Are the quasi-affine subsets of $\mathbb{A}^1_F$ necessarily open or closed?

Question

For what follows, my definition of a quasi-affine subset of $\mathbb{A}^n_F$ is one which can be written as $Z_1\setminus Z_2$, where $Z_1$ and $Z_2$ are closed subsets of $\mathbb{A}^n_F$. (I think this is also referred to being locally closed in some places?)

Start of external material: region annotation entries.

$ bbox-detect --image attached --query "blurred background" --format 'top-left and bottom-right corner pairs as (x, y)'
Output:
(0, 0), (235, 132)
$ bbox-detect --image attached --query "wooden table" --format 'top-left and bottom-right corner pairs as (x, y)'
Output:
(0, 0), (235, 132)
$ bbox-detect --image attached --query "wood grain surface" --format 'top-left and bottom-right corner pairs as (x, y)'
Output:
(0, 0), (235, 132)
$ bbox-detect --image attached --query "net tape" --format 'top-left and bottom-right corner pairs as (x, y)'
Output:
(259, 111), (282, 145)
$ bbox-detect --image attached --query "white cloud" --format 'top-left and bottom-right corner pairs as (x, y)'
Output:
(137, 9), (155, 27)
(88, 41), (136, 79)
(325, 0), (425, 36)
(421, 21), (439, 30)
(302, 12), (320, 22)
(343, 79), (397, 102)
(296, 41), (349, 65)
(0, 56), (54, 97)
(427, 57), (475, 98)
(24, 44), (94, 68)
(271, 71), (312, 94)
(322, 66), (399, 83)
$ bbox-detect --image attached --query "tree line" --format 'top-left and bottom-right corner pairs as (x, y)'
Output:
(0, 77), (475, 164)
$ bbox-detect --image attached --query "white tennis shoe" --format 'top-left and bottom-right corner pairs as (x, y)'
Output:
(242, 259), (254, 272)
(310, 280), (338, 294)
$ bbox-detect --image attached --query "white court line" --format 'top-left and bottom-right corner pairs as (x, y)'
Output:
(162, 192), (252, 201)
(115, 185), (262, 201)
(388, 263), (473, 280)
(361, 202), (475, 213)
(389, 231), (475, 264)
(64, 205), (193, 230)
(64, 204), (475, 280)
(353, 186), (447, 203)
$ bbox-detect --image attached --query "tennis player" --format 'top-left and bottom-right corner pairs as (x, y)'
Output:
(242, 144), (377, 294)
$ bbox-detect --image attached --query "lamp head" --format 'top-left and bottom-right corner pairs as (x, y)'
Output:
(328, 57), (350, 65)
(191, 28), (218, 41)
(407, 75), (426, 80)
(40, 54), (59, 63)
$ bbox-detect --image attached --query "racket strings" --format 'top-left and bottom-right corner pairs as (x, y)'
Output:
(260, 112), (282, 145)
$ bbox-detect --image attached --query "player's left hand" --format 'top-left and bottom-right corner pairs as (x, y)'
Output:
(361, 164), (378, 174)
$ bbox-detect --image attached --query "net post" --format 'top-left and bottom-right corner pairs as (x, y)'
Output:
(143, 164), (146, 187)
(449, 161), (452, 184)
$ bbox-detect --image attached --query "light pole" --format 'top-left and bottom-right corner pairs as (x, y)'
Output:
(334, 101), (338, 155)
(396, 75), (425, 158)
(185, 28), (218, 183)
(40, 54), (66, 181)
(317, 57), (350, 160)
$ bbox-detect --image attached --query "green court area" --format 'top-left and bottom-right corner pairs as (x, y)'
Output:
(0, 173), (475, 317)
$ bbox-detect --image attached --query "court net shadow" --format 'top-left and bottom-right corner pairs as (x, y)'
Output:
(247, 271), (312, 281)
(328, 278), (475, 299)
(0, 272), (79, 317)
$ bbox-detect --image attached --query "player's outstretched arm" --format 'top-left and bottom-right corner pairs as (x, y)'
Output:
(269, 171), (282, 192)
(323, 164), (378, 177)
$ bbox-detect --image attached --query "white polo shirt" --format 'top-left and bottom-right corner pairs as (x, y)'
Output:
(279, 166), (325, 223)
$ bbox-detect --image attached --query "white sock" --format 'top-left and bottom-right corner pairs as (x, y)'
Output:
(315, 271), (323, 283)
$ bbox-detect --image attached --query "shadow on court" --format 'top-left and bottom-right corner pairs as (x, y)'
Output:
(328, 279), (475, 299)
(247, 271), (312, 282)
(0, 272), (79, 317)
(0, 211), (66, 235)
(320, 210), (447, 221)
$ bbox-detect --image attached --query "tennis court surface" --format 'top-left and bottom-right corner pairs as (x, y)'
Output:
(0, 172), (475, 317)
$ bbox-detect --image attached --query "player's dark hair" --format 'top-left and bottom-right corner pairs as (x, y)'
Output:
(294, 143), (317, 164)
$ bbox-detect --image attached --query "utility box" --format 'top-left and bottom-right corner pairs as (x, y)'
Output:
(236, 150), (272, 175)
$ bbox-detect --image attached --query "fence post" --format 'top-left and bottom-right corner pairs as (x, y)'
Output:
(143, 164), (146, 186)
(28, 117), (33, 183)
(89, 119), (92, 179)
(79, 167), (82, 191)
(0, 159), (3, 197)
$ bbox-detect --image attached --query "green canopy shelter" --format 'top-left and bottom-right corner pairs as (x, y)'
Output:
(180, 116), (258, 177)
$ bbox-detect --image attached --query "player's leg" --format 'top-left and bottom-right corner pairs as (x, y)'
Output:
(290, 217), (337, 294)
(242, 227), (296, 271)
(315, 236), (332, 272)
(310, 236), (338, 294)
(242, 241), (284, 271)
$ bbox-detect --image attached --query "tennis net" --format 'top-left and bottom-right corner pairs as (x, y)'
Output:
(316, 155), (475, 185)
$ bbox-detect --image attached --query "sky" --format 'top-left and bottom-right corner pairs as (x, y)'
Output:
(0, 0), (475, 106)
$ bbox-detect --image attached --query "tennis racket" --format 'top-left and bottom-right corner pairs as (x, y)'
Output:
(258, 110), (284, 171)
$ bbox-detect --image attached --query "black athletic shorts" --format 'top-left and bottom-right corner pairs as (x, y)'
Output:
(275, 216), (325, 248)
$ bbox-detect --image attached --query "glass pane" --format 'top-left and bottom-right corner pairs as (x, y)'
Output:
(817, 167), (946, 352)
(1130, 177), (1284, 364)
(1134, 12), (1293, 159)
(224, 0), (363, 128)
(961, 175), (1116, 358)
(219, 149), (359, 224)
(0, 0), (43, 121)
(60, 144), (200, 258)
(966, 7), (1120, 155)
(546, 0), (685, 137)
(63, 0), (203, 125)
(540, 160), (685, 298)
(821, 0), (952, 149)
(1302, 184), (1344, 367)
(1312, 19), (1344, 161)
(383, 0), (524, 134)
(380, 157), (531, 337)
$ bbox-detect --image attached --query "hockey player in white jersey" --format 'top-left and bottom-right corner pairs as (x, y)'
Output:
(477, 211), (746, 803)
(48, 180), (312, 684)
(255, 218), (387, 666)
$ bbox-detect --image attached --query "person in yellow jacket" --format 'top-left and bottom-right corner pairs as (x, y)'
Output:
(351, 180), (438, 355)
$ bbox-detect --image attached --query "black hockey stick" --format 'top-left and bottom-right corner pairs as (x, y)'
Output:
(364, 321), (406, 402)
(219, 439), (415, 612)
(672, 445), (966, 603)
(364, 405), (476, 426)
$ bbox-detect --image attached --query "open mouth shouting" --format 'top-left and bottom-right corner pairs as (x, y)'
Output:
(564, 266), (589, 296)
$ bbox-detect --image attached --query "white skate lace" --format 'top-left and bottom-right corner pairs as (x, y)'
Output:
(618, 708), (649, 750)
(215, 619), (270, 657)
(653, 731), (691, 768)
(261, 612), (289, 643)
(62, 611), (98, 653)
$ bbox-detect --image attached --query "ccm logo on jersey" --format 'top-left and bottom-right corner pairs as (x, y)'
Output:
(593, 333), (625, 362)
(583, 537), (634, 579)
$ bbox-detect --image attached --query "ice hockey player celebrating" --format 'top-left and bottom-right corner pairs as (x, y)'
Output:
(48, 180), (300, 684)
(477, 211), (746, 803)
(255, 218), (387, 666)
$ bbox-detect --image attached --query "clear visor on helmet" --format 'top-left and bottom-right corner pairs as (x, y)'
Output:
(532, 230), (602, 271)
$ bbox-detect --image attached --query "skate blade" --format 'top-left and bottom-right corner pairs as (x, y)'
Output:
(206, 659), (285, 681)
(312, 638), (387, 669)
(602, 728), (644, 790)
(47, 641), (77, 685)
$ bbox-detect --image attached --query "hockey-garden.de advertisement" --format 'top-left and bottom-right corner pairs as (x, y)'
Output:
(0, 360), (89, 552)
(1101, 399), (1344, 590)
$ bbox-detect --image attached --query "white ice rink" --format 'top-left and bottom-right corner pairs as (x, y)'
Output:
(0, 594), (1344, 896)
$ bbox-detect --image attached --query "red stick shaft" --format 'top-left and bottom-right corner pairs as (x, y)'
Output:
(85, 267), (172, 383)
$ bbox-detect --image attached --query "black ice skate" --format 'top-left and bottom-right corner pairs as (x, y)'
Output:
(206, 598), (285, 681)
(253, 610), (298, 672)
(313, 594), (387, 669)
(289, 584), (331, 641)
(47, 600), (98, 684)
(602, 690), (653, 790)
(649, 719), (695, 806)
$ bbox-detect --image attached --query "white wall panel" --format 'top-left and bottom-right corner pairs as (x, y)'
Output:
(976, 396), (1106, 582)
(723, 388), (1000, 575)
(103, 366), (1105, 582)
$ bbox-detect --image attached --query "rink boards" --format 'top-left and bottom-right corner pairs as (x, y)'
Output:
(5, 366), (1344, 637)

A few weeks ago I asked a question whether quasi-affine subsets of $\mathbb{A}^n_F$ ($F$ algebraically closed) are necessarily open or closed. This doesn't seem to hold for $n\geq 2$, so just as a follow up,

If $V=Z_1\setminus Z_2$ is a quasi-affine subset of $\mathbb{A}^1_F$, is $V$ necessarily open or closed in $\mathbb{A}^1_F$?

Answer 1

Hint: you can determine all closed subsets of $\mathbb{A}^1$ fairly easily.

How?

Use the fact that the coordinate ring is a PID.

Full solution:

$V$ must either be open or closed. Since $F[x]$ is a PID, all ideals are of the form $(p(x))$ for some polynomial $p$. Since $F$ is algebraically closed, if $p$ is nonconstant, $p$ factors as $p(x)=(x-c_1)^{n_1}(x-c_2)^{n_2}\cdots (x-c_i)^{n_i}$ where all $n_j>0$ and $c_j\in F$. But then $V((p(x))$ is just the collection of points $\{c_1,c_2,\cdots,c_i\}$. So every nonempty closed set in $\mathbb{A}^1$ is a finite union of points, or the entire space.

Conclusion (can't make the spoiler text work without this linebreak):

Omitting the trivial cases where $V$ is empty, we have two cases: the first is $Z_1=\mathbb{A}^1$ and $Z_2$ is some finite subset. Then $V$ is the complement of a finite subset and is open. The second is where $Z_1$ is a finite subset and $Z_2$ is a finite subset. Then $V$ is also a finite subset and is closed.